Задов суетливо, как муха, потер руки и завороженно уставился на НЗ Ильи. Бек задумчиво ковырнул палкой в костре. Искры полетели на Левку, прожигая тельняшку, но тот даже не дрогнул, гипнотизируя сосуд в руках Муромца. Бек философски вздохнул:
– У хорошего солдата во фляге спирт, а на худой конец – вода.
– А у офицера? – поинтересовался Задов, пристально наблюдая, как Илья осторожно свинчивает крышку.
– У хорошего – коньяк. В худшем случае – спирт.
– Медовуха! – восторженно ахнул Задов, когда сладковатый запах поплыл над ночной прерией.
Где-то вдали завистливо взвыли и тотчас заткнулись голодные койоты.
– За Питсдаун ! – не вставая, произнес импровизированный тост Илья.
– Гип-гип, ура! – подхватил Задов, принимая флягу.
– Утро с вечера мудренеет, – меланхолично согласился бек в ожидании своей очереди.
Спустя полчаса бек с Левой устроились у костра в палатке, а выспавшийся за день Илья ушел в степь гонять несчастных койотов.
* * *
Утро было ясным.
– А где фургон? – поинтересовался бек у Ильи, выползая из палатки и потягиваясь.
Илья махнул рукой в сторону тлеющего костра. Батыр понимающе кивнул, пихнул все еще дремлющего Задова в бок и, наполнив миску водой из фляги, начал умываться. Лева свел утренние водные процедуры к почесыванию тельняшки в районе живота.
– Тимофеич, – заискивающе глянул Задов на Илью. – У нас шампанского не осталось?
– Нет, – коротко отрезал Илья, делая последний глоток. Подтянутый и отдохнувший, он лучился энергией. Харизма его сияла, глаза задорно блестели, руки подрагивали от нетерпения взяться за дело.
– Вперед, коллеги! Питсдаун лучше всего осматривать на рассвете. Пока все спят. Это, оказывается, недалеко. Во-он, за тем холмиком.
Десантники собрали нехитрую поклажу, оседлали лошадей и направились к холму.
– Странное животное, – заметил бек. – Восемь лап и две морды. Даже у Брема не встречается.
– А вон еще одно. И еще, – разделил удивление батыра Лева. – Илья Тимофеевич, ваша работа?
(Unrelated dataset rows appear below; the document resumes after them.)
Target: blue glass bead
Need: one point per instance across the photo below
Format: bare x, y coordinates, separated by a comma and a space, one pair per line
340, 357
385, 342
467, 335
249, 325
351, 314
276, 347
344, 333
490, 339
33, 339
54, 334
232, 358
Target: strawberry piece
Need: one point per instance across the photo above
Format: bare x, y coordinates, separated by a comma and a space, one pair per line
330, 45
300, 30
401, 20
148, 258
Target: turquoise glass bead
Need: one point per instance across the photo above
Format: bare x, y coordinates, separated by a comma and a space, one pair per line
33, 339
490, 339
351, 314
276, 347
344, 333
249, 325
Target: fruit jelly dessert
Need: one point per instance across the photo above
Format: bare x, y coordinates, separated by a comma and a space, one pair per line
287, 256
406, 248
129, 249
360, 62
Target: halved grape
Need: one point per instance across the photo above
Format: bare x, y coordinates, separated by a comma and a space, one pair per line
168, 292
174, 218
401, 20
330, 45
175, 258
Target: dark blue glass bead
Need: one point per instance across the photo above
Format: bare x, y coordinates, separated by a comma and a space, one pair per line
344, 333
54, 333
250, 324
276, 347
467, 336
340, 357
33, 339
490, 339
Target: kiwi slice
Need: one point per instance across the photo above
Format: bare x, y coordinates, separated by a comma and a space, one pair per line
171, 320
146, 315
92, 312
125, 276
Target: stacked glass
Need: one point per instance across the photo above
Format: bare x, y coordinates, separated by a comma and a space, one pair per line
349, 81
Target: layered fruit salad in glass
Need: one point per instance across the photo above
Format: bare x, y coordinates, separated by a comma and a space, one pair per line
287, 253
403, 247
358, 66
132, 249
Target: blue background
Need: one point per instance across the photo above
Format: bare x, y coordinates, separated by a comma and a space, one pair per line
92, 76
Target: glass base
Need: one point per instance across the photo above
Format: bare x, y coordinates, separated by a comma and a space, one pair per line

Муромец самодовольно усмехнулся. Койотов он ловил всю ночь, а поймав, связывал их хвостами и отпускал на волю.
– Новый вид! – заботливо пояснил он. – Продукт местной эволюции. Обратите внимание, в каждом паракойоте есть самец и самка. Дуров бы одобрил.
– А вон бракованный! – ехидно заметил Задов.
Последний зверь и впрямь был неуклюжим, поскольку состоял из пумы и молодого буйвола.
– Койоты кончились, – пояснил Илья и помрачнел. – Р-разговорчики в конном строю. Левка, прими правее, затопчу.
– Все когда-нибудь кончается, – согласился бек, слегка пришпоривая свою тупорылую коротконогую лошадь, на которую с недоумением косился не только Илья, но и Сивка-Бурка.
– Бек, – нерешительно осведомился Илья, – слышь, бек… Ты откуда эту образину взял?
Батыр недоуменно покосился на свой транспорт, словно видел его первый раз в жизни:
– Эту, что ли?
– Эту, эту.
– Пржевальский подарил. Я у него проводником прошлым летом подрабатывал.
– Морда у нее тупая, – заметил Задов. – Смех, а не лошадь.
– Чья бы мычала, Левка, – разозлился бек. – Твоя кляча вообще еле ноги передвигает. Барахло.
Услышав свое имя, кобыла Задова даже споткнулась.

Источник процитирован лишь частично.